Image Resources NL (ASX:IMA), a mineral sands focused miner and supplier of critical minerals such as titanium dioxide, zircon, and monazite, has revised its market guidance for heavy mineral concentrate (HMC) sales for calendar year 2025. The company now anticipates sales of 150-170k dry metric tonnes (DMT), a reduction from the previous estimate of 165-185k DMT. This adjustment, made in collaboration with the company’s offtake partners, is primarily attributed to softening market demand and pricing for mineral sands commodities, compounded by concerns regarding potential port delays in the fourth quarter. All other market guidance metrics, including HMC production, cash costs, and all-in sustaining costs (AISC), remain unchanged.
Despite the adjustment to sales forecasts, Image Resources is maintaining its HMC production guidance at 175-195k DMT, with cash costs projected at A$340-400 per tonne and AISC at A$410-470 per tonne. The company is actively exploring strategies to mitigate operating costs at its Atlas project in response to the prevailing market conditions. The Atlas project commenced operations in April 2025 and reached full production capacity in the second quarter of the year.
In tandem with the revised sales guidance, Image Resources has secured an extension for the final repayment date of its Prepayment Facilities.
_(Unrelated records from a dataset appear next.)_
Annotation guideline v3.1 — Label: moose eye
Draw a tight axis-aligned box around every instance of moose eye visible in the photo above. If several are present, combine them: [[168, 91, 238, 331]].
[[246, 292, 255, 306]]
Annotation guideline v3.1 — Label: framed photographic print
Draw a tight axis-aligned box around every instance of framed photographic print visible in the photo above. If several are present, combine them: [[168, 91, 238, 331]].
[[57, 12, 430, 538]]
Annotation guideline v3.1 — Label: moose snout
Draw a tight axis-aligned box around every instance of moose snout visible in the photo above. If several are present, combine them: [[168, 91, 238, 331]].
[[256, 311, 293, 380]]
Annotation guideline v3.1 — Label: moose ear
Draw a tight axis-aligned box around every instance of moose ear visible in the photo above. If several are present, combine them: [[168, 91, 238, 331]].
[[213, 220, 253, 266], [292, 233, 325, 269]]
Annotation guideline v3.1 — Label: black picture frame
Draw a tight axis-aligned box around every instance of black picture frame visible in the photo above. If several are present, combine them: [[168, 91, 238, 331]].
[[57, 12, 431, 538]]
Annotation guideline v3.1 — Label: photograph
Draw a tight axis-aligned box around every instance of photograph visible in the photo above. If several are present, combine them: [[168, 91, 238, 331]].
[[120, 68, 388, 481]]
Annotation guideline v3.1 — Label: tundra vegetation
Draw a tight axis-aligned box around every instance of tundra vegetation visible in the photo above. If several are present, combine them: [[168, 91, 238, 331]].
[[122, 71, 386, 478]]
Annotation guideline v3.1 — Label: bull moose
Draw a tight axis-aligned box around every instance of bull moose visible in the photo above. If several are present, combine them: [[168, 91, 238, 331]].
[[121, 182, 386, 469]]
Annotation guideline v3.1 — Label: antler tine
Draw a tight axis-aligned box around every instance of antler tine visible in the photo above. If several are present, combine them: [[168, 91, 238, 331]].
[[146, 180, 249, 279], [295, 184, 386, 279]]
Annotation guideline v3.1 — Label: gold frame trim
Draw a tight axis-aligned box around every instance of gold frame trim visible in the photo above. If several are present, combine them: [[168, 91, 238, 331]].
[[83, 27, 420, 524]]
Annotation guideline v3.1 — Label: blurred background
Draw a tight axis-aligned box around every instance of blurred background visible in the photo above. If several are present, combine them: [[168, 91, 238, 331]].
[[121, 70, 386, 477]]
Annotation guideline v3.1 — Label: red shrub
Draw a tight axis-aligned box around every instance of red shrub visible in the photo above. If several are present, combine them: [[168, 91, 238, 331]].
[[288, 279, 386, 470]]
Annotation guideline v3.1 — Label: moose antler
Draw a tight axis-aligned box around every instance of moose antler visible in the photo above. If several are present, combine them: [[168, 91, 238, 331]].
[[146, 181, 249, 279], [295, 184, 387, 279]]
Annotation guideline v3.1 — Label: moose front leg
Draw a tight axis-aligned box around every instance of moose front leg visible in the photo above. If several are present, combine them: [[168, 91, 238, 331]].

Through a mutual agreement with its offtake partners, the repayment deadline has been extended by three months, from 31 January 2026 to 30 April 2026. According to Managing Director and CEO Patrick Mutz, this extension aligns with the adjusted HMC sales schedule and ensures acceptable cash flow for the company.
Mutz commented on the company’s proactive approach, stating, “The Company continues to look at methods to reduce operating costs at Atlas, in response to the continuing weaker mineral sands commodities market.” He also emphasized Image Resources’ commitment to working collaboratively with its partners to navigate market fluctuations, ensuring the company’s financial stability and operational efficiency.